API queries using Elasticsearch

This article provides an overview of the use of Elasticsearch as part of a query within an API call.

Introduction

At Cortex we use the world-leading Elasticsearch capability to facilitate queries within API calls. This article provides an overview of its capabilities and syntax. For more detail on the depth of Elasticsearch, please refer to the Elastic website - Elasticsearch Guide.

Important note

Using Elasticsearch with wildcards and the type of complex search structures discussed below can be extremely demanding of computational resources. Elasticsearch is primarily intended for use in powering more orthodox requests, such as the search of a website or for finding a specific text string within an article.

In this respect, it is significantly more efficient to use a search limited to a specific endpoint rather than requesting a search of everything. For example, it is preferable to find articles on the basis of a category slug using the articles endpoint, like this:

GET 💻 https://article-cms.cortextech.io/v2/articles?clientId=DEMO&categorySlug=news

than it is to search for the category slug text using a generic search structure like this:

GET 💻 https://stage-article-cms.cortextech.io/v2/articles/search?clientId=DEMO&query=news

Using ElasticSearch

A query can be made against specified sort fields as part of an API call’s options, like this:

GET 💻 https://{environment-id}/v2/articles/search?clientId={clientId}&query={query_string}

In which

{environment-id} is the URL for stage (test) or production (live).

{clientId} is your client ID, assigned during onboarding.

{query_string} is the text to search for in selecting articles to fetch.

For example, this call will return all of the articles that match to the client with ID “DEMO”, containing the search string: “Matchday”:

GET 💻 https://article-cms.cortextech.io/v2/articles/search?clientId=DEMO&query=Matchday

However, because the query={query_string} parameter uses Elasticsearch, there are a range of options that can be applied. Elasticsearch uses a syntax to parse and split the provided query string based on operators, such as AND or NOT. The query then analyses each section of the search independently before returning matching documents.

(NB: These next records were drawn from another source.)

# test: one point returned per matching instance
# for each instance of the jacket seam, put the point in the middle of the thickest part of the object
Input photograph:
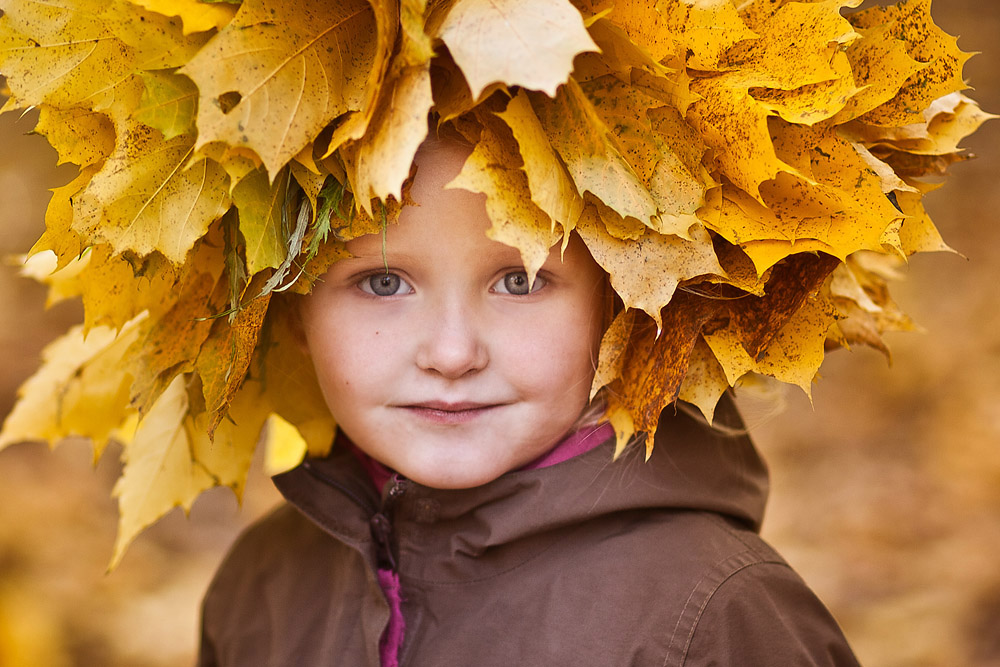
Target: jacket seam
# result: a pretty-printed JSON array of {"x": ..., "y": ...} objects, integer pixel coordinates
[{"x": 702, "y": 594}]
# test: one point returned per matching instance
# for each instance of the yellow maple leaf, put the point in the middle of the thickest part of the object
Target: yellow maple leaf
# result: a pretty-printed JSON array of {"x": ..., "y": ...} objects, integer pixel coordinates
[
  {"x": 78, "y": 391},
  {"x": 379, "y": 162},
  {"x": 645, "y": 272},
  {"x": 590, "y": 153},
  {"x": 226, "y": 355},
  {"x": 289, "y": 382},
  {"x": 260, "y": 205},
  {"x": 169, "y": 102},
  {"x": 84, "y": 53},
  {"x": 911, "y": 22},
  {"x": 284, "y": 447},
  {"x": 705, "y": 381},
  {"x": 550, "y": 185},
  {"x": 528, "y": 43},
  {"x": 160, "y": 471},
  {"x": 146, "y": 197},
  {"x": 613, "y": 351},
  {"x": 707, "y": 28},
  {"x": 196, "y": 16},
  {"x": 494, "y": 169},
  {"x": 274, "y": 76},
  {"x": 81, "y": 136}
]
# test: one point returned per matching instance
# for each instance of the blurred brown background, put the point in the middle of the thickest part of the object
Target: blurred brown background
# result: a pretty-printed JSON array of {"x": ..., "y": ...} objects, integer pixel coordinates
[{"x": 886, "y": 496}]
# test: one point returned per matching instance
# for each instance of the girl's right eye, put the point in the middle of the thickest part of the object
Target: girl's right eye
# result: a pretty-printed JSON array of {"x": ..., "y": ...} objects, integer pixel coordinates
[{"x": 384, "y": 284}]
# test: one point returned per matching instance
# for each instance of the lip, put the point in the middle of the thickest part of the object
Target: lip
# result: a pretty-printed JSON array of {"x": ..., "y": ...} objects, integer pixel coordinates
[{"x": 443, "y": 412}]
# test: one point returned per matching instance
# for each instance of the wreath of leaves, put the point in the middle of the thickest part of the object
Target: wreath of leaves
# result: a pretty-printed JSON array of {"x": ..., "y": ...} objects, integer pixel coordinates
[{"x": 749, "y": 174}]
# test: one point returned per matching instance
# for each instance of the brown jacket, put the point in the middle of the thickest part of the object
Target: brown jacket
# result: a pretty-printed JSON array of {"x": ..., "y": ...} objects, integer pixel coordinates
[{"x": 587, "y": 562}]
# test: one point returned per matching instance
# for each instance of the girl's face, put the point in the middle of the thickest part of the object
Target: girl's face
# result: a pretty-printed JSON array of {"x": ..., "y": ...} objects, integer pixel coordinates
[{"x": 445, "y": 368}]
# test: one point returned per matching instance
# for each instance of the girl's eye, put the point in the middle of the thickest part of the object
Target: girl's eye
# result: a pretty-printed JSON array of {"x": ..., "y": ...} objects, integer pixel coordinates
[
  {"x": 516, "y": 282},
  {"x": 384, "y": 284}
]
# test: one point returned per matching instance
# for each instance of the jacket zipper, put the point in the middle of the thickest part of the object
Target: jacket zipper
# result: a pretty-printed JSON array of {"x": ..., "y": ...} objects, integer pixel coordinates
[{"x": 381, "y": 524}]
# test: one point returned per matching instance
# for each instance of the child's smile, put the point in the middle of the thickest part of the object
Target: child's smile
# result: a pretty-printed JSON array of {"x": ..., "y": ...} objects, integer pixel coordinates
[{"x": 436, "y": 359}]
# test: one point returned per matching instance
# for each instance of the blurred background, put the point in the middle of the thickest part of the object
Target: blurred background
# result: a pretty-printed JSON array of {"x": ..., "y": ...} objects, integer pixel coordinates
[{"x": 885, "y": 493}]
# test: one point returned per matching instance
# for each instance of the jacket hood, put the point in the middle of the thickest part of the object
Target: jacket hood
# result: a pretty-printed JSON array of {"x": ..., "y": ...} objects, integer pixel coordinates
[{"x": 692, "y": 467}]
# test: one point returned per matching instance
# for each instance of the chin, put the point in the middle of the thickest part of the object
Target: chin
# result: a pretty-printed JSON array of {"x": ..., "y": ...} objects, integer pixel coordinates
[{"x": 438, "y": 476}]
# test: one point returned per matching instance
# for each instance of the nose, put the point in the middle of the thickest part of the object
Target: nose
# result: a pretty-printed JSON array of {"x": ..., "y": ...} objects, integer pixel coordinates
[{"x": 451, "y": 344}]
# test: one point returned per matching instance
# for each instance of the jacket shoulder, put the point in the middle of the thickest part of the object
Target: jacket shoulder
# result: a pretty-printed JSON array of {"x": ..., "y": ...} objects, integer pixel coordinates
[
  {"x": 751, "y": 609},
  {"x": 262, "y": 606}
]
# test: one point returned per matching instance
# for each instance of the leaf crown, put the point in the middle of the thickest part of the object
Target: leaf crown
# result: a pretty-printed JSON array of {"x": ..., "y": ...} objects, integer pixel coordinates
[{"x": 748, "y": 174}]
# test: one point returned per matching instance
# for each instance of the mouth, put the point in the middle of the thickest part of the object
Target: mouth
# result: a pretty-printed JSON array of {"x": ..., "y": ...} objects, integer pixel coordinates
[{"x": 443, "y": 412}]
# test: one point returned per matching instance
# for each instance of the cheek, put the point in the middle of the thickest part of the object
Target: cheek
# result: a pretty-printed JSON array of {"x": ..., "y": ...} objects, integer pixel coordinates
[
  {"x": 339, "y": 353},
  {"x": 555, "y": 357}
]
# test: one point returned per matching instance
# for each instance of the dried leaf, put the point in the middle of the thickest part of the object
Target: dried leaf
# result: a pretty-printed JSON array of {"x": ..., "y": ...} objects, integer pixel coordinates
[
  {"x": 144, "y": 199},
  {"x": 527, "y": 43},
  {"x": 274, "y": 76}
]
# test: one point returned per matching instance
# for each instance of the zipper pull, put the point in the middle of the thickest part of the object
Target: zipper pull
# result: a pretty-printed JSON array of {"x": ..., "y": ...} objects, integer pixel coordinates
[{"x": 381, "y": 525}]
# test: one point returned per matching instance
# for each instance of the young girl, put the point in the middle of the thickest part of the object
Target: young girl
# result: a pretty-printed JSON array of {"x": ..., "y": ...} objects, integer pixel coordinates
[
  {"x": 470, "y": 512},
  {"x": 732, "y": 183}
]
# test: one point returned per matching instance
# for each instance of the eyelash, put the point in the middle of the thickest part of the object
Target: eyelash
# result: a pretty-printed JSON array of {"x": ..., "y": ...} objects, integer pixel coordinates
[
  {"x": 367, "y": 285},
  {"x": 367, "y": 282}
]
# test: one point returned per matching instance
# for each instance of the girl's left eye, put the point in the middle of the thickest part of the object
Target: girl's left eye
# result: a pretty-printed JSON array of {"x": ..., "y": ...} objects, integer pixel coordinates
[
  {"x": 384, "y": 284},
  {"x": 516, "y": 283}
]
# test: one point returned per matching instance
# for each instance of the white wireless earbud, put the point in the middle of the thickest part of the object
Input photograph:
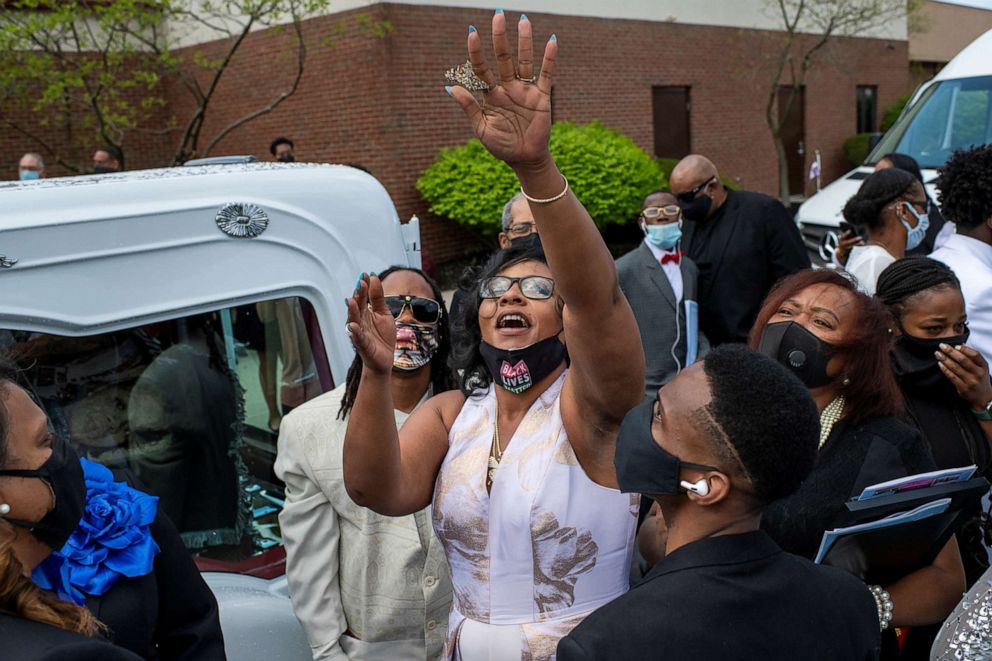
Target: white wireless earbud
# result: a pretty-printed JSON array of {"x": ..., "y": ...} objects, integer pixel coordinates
[{"x": 701, "y": 487}]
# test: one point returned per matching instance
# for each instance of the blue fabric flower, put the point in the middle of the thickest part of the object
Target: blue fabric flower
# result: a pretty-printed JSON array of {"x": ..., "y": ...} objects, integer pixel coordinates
[{"x": 112, "y": 540}]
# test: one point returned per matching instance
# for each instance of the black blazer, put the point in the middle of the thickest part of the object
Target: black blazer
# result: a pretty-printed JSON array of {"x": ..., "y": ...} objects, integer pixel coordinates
[
  {"x": 169, "y": 614},
  {"x": 25, "y": 640},
  {"x": 733, "y": 598}
]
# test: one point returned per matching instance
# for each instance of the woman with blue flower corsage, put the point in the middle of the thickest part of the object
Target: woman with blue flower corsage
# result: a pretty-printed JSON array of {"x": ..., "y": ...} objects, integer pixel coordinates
[{"x": 105, "y": 564}]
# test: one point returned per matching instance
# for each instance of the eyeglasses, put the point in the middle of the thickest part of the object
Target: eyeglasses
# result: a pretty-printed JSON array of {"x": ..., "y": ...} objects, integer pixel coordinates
[
  {"x": 522, "y": 229},
  {"x": 424, "y": 310},
  {"x": 534, "y": 287},
  {"x": 672, "y": 211},
  {"x": 690, "y": 195}
]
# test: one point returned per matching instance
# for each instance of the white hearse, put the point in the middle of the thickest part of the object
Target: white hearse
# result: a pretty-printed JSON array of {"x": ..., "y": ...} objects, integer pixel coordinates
[
  {"x": 166, "y": 318},
  {"x": 951, "y": 111}
]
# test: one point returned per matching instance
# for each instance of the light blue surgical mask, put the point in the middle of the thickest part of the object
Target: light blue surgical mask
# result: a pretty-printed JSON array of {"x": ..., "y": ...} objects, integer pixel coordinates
[
  {"x": 663, "y": 236},
  {"x": 914, "y": 235}
]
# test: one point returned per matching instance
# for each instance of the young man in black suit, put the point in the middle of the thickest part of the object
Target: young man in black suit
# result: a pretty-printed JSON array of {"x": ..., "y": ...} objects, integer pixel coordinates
[{"x": 723, "y": 439}]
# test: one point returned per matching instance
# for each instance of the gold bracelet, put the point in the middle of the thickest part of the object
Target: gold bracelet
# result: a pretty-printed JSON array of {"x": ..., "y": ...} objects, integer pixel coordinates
[{"x": 534, "y": 200}]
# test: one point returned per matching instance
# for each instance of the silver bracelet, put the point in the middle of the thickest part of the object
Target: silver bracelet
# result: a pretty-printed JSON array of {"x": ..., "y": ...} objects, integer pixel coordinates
[
  {"x": 549, "y": 200},
  {"x": 884, "y": 604}
]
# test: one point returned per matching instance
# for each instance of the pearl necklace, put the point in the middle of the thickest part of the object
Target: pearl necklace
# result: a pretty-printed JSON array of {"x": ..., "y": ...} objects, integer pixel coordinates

You can also create a complex search that includes wildcard characters, searches across multiple fields, and more. While versatile, the query is strict and returns an error if the query string includes any invalid syntax.

The query string is parsed into a series of terms and operators.

A term can be a single word, for example quick or brown, or a phrase, surrounded by double quotes, such as "quick brown fox" which searches for all the words in the phrase, in the same order.

Operators allow you to customize the search. The key options we use are as follows.

  • status:active returns results where the status field contains active
  • title:(quick OR brown) returns results where the title field contains a string, for example: quick or brown
  • author:"John Smith" returns results where the author field contains an exact phrase, in this case "john smith"
  • book.\*:(quick OR brown) returns results where any of the fields book.title, book.content or book.date contains a string, such as: quick or brown (note how we need to escape the wildcard character * - with a backslash):
  • _exists_:title returns results where the field title has any non-null value.

Wildcards

Wildcard searches can be run on individual terms, using ? to replace a single character, and * to replace zero or more characters. For example qu?ck bro*


Be aware that wildcard queries can use a large amount of memory and poorly structured queries will perform badly; for example, think how many terms need to be queried to match the query string `"a* b* c*"`.

Pure wildcards `\*` are rewritten to the `exists` query format for efficiency. As a consequence, the wildcard `"field:*"` would match documents with an empty value like the following: `{"field": ""}` ...and would **not** match if the field is missing or set with an explicit null value like the following: `{"field": null}`